Recent research has uncovered something we all want to hear - there is a direct correlation between napping and happiness.
Carried out by the University of Hertfordshire for Edinburgh International Science Festival, the research involved over 1,000 participants, who rated both their happiness and whether they'd napped in the day.
They were classified into three groups: No Nappers, Short Nappers (under 30 mins) and Long Nappers (over 30 mins).
Results from the research show that there is a relationship between napping and happiness with 66% of Short Nappers being happy, compared to 56% of Long Nappers and 60% of No Nappers.
According to Silentnight's sleep expert, Dr Nerina Ramlakhan, napping can greatly improve health and wellbeing. Dr Nerina recommends that we perfect the art of a power nap.
"The best time to power nap is during the day when you start to feel sleepy, or your ability to concentrate on your task is reduced," explains Dr Ramlakhan. "You may have had the experience of this while driving for a long period of time or, as many of us find, you have a lull or dip in your energy levels mid-afternoon. This is the best time to take a power nap".
Dr Nerina suggests that a power nap is a state of relaxation that should last 10-20 minutes, but no longer.

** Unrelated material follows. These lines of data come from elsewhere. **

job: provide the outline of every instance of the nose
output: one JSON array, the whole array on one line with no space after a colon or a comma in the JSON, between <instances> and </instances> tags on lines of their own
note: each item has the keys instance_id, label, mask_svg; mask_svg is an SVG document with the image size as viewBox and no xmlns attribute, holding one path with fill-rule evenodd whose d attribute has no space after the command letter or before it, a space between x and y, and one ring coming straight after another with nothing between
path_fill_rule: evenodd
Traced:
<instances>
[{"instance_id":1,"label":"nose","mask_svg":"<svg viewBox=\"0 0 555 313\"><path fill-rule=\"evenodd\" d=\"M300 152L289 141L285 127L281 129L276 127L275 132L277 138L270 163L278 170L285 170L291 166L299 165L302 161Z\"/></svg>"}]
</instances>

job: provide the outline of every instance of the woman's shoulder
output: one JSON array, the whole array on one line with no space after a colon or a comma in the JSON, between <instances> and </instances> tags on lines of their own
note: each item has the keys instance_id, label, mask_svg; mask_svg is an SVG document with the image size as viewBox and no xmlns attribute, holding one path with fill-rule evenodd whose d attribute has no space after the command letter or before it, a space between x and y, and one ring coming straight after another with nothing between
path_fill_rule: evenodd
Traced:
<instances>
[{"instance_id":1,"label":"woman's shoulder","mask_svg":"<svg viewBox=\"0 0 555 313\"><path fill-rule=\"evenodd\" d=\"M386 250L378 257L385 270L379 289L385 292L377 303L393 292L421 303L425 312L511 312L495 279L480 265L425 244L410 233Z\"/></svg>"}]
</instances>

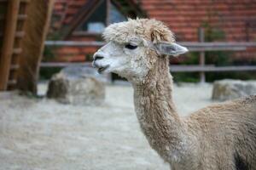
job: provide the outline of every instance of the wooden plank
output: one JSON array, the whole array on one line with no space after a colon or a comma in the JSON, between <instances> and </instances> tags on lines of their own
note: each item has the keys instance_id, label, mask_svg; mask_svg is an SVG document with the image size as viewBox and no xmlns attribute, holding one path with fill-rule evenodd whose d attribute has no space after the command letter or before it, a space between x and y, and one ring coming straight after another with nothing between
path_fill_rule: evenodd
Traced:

"The first step is to get comfortable but not too comfortable. So avoid getting into bed and pulling the duvet up to your neck," says Dr Nerina. "You can use this technique just about anywhere, provided you can fully relax; a couch, a car, even the floor: the key is to find somewhere that you can mentally and physically relax without worrying about being disturbed. Don't forget to switch off your phone: you might want to think about sound and lighting levels, too."